Contour lines are lines on a map connecting points of equal elevation. Digitize a paper contour map follow the steps: 1) scanning the paper map, 2) removing the noise, and 3) generating contours by edge enhancement, binary extraction, skeletonization, and contour following. These processing methods are discussed in detail under the ‘Digital Image Processing’ topic. To generate contours from a TIN, one needs to decide on the contour intervals, then interpolate the value using the neighboring vertices, and carry out line simplification at the end if necessary.

The TIN format can adapt to the complexity of the terrain relief and avoid gathering redundant data in simple relief. TIN overcomes the inflexibility of regular grids at the cost of complex data format and representation, which includes nodes, edges, triangles, and topology. A TIN is created based on the Delaunay triangulation. To construct a TIN, one starts from a point set with 3D coordinates of each point, then create triangles that are closest to equilaterals by connecting neighboring points. The Delaunay triangulation of a point set is unique, requiring that the circumcircle of each triangle facet does not contain any other members of the point set in its interior and that the external edges of the triangulation form the convex hull of the point set. Thiessen polygons or Voronoi diagrams are the duals of the Delaunay triangulations, which are achieved by connecting the centroids of the neighboring triangles.

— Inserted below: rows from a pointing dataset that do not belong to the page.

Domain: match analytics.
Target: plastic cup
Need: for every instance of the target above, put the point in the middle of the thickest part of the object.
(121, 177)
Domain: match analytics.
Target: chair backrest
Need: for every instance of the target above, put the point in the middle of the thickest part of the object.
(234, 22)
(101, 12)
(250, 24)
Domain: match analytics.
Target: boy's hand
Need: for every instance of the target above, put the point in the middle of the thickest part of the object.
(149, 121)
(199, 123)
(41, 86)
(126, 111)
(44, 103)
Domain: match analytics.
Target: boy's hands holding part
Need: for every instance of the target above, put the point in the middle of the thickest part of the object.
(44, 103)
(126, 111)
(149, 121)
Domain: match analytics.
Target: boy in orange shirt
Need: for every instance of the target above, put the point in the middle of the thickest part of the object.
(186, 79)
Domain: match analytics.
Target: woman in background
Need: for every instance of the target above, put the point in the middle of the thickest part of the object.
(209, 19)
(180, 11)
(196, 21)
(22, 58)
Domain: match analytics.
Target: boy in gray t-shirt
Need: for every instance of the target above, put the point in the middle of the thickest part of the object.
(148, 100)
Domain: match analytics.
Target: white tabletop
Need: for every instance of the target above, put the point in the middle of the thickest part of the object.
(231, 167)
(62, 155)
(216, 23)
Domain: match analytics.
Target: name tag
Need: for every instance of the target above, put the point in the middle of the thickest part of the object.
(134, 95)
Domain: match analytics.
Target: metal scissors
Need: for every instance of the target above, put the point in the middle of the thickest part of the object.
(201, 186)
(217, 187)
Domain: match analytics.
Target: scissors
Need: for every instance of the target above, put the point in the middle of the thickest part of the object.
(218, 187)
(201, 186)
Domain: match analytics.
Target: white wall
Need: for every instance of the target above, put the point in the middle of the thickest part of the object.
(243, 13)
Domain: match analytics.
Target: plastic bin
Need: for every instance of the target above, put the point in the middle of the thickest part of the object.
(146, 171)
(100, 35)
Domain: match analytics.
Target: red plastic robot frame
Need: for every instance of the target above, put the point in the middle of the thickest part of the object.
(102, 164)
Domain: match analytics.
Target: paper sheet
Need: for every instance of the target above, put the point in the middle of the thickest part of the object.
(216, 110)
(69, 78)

Deterministic interpolation

Interpolation is the process to predict an attribute value at an unsampled location by using the measurements made at point locations within the same area or region. Interpolation of terrain data is useful in the following cases: computing elevation at individual point locations, computing elevations of a rectangular grid from scattered sampling points (i.e., gridding), computing elevations of points between contours, and densification or coarsening of a rectangular grid (i.e., resampling). The interpolation methods introduced in this section are deterministic interpolation which does not use geostatistics. The classification of deterministic interpolation can be based on if the predicted values equal to the observed values for all sampled points, or based on if the same set of interpolation parameters are used for the whole area. An exact interpolation predicts the same values as the observation values for each surveyed point, while an inexact interpolation method does not. A global fit interpolation uses the same function and the same parameters for the whole study area while the local fit interpolation considers the local situation for each location and applies different interpolation parameters. Deterministic interpolation has two main drawbacks. The first one is that the goodness of the prediction can only be evaluated by computing estimates for a set of extra checkpoints that have not been used in the original interpolation. The second one is that no prior way to determine the best weighting parameters or the size of the searching window. Different deterministic interpolation methods are introduced below.

Trend surface interpolation is a common method of global fit interpolation, which uses a polynomial surface to fit the whole area. The geographic coordinates of sampled points are used to generate the polynomial function which is essentially a polynomial function expanded to two dimensions. The polynomial parameters are estimated by minimizing the squared deviations from the trend. This method has the advantages of its simple form, and that the same surface is estimated regardless of the orientation of the reference geography. However, it has a few main drawbacks: 1) extreme simplicity of the predicted surface, 2) cannot pass the data points but rather has an average characteristic, 3) accelerate without limit in areas without control points which lead to edge effects, and 4) high degree polynomial trend surfaces have computational difficulties.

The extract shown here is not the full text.